Simulating Language 2015, lecture 6 pre-reading

For this lecture you will be reading Christiansen & Devlin (1997), henceforth C&D. In lecture 5 we moved from studying innate communication to learned communication: in this paper C&D use connectionist (neural network) models to show that languages differ in their learnability, and that that learnability of a language correlates with frequency in a cross-linguistic corpus: languages that are hard to learn (for a neural network) are rare (for humans). Much of the rest of this course will be based around this idea that there is a link between learning and the kinds of languages we see around us, so this paper forms an important first step along that road – we won’t be working with their model directly, but it is intended to get you thinking about how language learning might shape the kinds of languages we see in the world.

Some additional info on Simple Recurrent Networks

The paper should be understandable (I hope!) based on what you already know about neural networks in general, although the network that Christiansen & Devlin use is far more sophisticated than any of the ones we will be modelling in class. They use a Simple Recurrent Network (SRN), which is a standard connectionist paradigm for modelling sequence learning. SRNs can be used to learn all kinds of sequential information – they aren’t specialised in any sense for learning linguistic sequences per se. C&D are quite brief on how the SRN works, how it is trained etc in their paper, so I will provide a little more information here – this might make most sense if you read their paper up to the section titled “Simulations”, then read this quick explanation of SRNs, then duck back in to the paper. And don’t forget the quiz at the end.

An SRN is a neural network that consists of 3 or more layers of units, with the units at one layer being connected to the units at the next layer. Activation flows from the input layer through the ‘hidden’ (i.e. not input or output) layer to the output layer. As in all neural networks, the way in which activation spreads is dependent on the strength of the connections, and learning is achieved by adjusting those connections to change the way that inputs map to outputs.


In C&D’s model, they are training the network to learn possible sequences of grammatical categories, corresponding to grammatical sequences in the language the network is trying to learn. The way they do this is by training the network to predict the next element in the sequence, based on the sequence so far. So, for instance, imagine a network learning a little simple grammar, a simplified version of one of the grammars C&D use: a sentence consists of a Noun, a Verb, and then optionally (say half the time) another Noun, with no agreement between subject and verb. In C&D’s terms, this language can be expressed by a single grammar rule: S->N V (N). The network is then trained on a corpus of sentences generated by this grammar.
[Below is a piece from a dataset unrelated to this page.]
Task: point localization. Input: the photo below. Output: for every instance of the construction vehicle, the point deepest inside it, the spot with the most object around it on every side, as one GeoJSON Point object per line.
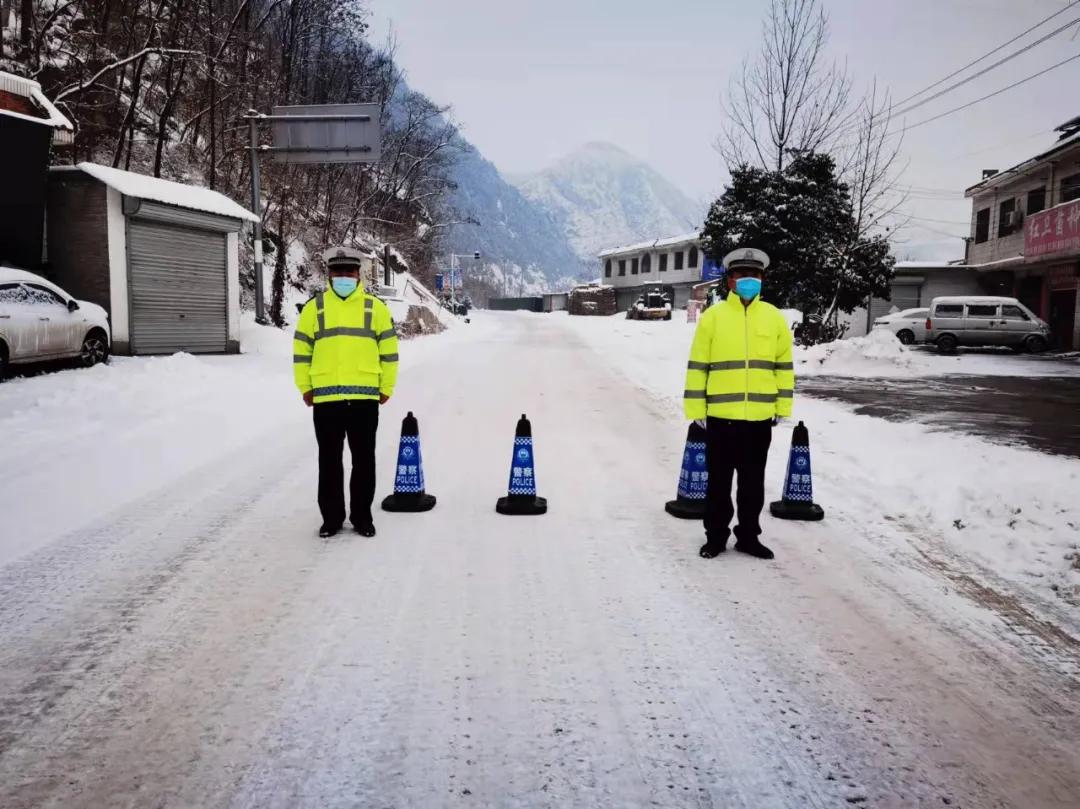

Imagine that this corpus consisted of just 3 sentences: N V N, N V, N V N. In this case, the network would be trained in the following way:

So in step 1, the network receives a Noun as input (because all sentences in our mini language start with a Noun), and it should predict that the next element in the sequence should be a Verb (because all sentences in our language contain a Noun and a Verb). Then in step 2 it receives the next element of this sentence, a Verb, and should predict that the 3rd element of the sequence will either be a Noun (for an NVN sentence) or the End of Sentence character (if it’s an NV sentence). In fact this sentence is NVN, so at step 3 the network receives a Noun as input: now it should confidently predict that the next element in the sequence will be End of Sentence, since that’s the only possibility in our target language once you have seen the sequence N V N. And so on.
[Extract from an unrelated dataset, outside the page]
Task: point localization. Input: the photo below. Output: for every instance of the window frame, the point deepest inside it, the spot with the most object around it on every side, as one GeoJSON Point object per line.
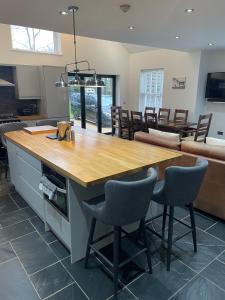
{"type": "Point", "coordinates": [56, 40]}
{"type": "Point", "coordinates": [141, 105]}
As they mention in the paper, C&D’s network has 8 input units and 8 output units: there is one input unit to represent each syntactic category (singular N, plural N, singular V, plural V, singular genitive, plural genitive, adposition) and an additional unit to represent the End of Sentence marker. Similarly, each unit in the output layer is interpreted as representing a syntactic category or end of sentence marker. In order to present a singular Noun to the network, we activate the input unit corresponding to singular Noun. We then propagate that activation forward through the network to get a pattern of activation over the output units, which we interpret as the network’s prediction about the next element in the sequence. For example, at an early stage of learning the network might predict, based on an input singular Noun, that all possible outputs are equally possible next elements in the sequence – this is a bad prediction, because only certain items can follow a singular Noun, due to the constraints of the grammar.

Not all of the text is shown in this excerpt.